たとえば私が今世で、父親から虐待を受けていたとします。
そして過去世において、同じ魂を持った存在、あるいは非常に似たような人が同じように過去世の私を虐待する。
そうすると今世のトラウマが過去世のトラウマのトリガー(引き金)となり、過去が現在に覆いかぶさってくる現象が起こります。
過去世と今世の過去が同時に崩壊していくのです。
たとえ千年前に起きた出来事でも、私たちはオールドプログラム(古いプログラム)に反応してしまいます。
時間とは連続体であり、同時に存在していますから、ある刺激が過去と現在に起きた出来事をつなげてしまうのです。
前世療法とインナーチャイルドを組み合わせは、つながってしまった出来事と出来事を時間的に区別することができます。

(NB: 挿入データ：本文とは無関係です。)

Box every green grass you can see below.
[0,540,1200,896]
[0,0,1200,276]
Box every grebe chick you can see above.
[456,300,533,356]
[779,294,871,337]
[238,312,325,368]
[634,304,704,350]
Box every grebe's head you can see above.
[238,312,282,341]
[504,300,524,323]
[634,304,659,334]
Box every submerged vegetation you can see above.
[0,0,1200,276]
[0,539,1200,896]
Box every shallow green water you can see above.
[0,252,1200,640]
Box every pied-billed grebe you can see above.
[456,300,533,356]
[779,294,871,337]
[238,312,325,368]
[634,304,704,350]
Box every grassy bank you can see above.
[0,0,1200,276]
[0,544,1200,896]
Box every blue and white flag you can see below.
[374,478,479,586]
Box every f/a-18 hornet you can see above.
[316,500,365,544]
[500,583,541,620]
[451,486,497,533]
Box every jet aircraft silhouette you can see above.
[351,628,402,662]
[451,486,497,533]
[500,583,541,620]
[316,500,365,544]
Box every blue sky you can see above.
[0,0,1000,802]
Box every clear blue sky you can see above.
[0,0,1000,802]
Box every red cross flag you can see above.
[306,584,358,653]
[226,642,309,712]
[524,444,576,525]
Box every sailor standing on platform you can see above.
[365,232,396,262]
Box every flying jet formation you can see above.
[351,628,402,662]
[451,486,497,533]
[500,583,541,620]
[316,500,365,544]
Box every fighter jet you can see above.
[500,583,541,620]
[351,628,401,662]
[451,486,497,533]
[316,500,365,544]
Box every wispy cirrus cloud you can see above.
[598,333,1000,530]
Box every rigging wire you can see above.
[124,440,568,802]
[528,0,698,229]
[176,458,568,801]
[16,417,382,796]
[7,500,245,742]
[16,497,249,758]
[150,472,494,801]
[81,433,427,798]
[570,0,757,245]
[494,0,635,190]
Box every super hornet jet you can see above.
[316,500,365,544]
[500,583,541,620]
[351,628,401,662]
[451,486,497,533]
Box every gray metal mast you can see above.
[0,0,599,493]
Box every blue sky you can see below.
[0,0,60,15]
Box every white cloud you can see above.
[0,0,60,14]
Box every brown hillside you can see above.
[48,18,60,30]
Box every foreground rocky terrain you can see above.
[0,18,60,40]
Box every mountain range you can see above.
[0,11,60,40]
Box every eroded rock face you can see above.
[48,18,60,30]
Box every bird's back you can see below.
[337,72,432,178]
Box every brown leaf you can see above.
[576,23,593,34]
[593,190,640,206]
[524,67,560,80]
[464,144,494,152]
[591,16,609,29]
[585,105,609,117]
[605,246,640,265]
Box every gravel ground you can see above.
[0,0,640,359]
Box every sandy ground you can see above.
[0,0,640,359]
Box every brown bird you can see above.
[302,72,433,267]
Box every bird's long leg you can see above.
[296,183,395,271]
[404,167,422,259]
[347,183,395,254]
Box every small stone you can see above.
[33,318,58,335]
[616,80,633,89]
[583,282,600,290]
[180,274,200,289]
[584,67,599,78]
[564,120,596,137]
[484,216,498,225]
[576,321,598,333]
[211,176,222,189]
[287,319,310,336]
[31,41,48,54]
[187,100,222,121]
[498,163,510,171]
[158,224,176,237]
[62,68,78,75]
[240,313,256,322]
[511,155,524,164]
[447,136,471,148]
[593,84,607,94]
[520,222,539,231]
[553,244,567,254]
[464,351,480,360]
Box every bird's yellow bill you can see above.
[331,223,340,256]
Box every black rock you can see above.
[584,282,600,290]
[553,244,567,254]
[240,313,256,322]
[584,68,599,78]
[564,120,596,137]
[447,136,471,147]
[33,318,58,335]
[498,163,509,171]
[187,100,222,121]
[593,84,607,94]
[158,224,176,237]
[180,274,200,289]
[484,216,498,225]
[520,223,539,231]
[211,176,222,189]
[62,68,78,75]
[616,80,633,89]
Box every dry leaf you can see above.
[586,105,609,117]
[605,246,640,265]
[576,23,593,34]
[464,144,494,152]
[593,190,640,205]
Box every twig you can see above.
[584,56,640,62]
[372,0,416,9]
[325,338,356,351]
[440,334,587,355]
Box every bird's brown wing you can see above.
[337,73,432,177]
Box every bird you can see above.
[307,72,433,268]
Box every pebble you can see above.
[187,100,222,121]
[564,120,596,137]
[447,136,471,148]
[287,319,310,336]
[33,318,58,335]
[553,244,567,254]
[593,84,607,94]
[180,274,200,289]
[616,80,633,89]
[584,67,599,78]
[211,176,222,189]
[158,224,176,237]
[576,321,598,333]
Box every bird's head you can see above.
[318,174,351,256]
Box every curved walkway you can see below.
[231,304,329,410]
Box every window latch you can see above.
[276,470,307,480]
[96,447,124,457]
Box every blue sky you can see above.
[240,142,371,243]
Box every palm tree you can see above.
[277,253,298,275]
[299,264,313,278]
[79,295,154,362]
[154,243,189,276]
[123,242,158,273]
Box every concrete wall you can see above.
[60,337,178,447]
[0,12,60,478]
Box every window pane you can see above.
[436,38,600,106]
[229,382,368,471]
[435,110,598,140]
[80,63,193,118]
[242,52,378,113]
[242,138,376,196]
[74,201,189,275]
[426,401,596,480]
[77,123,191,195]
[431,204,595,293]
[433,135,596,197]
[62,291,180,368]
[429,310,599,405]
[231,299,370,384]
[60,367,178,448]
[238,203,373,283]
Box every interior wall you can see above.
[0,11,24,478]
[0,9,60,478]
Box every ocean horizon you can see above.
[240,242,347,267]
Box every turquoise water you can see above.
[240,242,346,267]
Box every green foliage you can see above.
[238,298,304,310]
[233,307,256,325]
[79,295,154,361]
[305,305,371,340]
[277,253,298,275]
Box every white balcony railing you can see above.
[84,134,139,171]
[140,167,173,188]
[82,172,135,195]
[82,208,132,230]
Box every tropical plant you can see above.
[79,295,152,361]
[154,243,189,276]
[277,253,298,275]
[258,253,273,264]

■現世でトラウマを克服すると、来世で同じこと繰り返さなくなる、ということですか?

トリシア:
人間の基本的な動機というものは生き残ります。
そして、心(無意識)は、前世で起きたトラウマを参照するので、何か似たようなものを見たり、体感すると反応してしまう。
古いトラウマの影響が人生をつまずく原因とはなりますが、退行するなかでとても情熱的な美しい瞬間に気づき、喜びを体験すると自由と幸せを取り戻すことができるんですよ。
日本でセッションしたときに、クライアントがセッション中に覚醒した瞬間に遭遇しました。
本当に素晴らしい体験で、その瞬間を思い出すたび、今でも涙が出てくるほどハッピーな気分になります。
私たちは、恐れから身を守るために自分で自分の牢獄をつくり出しています。
「〜ねばならない」とか、「〜できない」、「〜べきだ」と決めつけ身動きをとれなくしているのです。
そういう信念を自分の内側に取り込んでしまっては、本当に自分が何を感じているのが分からなくなり、自分が誰であるかを見失ってしまいますよ。

■未来世に行くこともできるのでしょうか?

トリシア:
もちろんです。
過去世で悟りを開いたところへ戻り、それを今世に持ってくるように、未来世に行って、現世に持ってくることも可能ではあります。
過去世あるいは未来世へ行き、悟りや慈愛を今世で持ち帰ることは、ボタンひとつで移動できるエレベーターのようなものです。

■未来世や、悟りを追体験できる!

トリシア:
過去世も未来世も、ただその人が行けるような環境をつくればいい。
アクセスの仕方を知ればいいだけです。

■トリシアさんが、講師として24年間活動してきたなかで得たことはなんですか?

トリシア:
2つのことを得られました。
まず1つは、ジャッジをしなくなりました。
ジャッジすることを手放すると、だんだん「禅」に近づいてくるんです。
そして、今という瞬間を生きるようになります。
以前、なぜジャッジをしなくなったのか?と私自身の過去世を見たところ、たまに素晴らしい出来事はありましたけれど、素敵じゃない人生をいっぱい送っていました。
そこから、私は自分自身を、そして人をジャッジするということが最も人生をつまずかせる要素なんだと思いました。
それから、自分自身のスピリチュアルな側面を意識化できたこともワークを続けてきたことで得たことです。
スピリチュアルな側面は、みなさんが持っているもので、そして決して失うことはありません。
意識的にアクセスし、それを統合すること、それが大いなる気づきと安らぎをもたらします。
このふたつが、ワークを通して得た素晴らしいギフトです。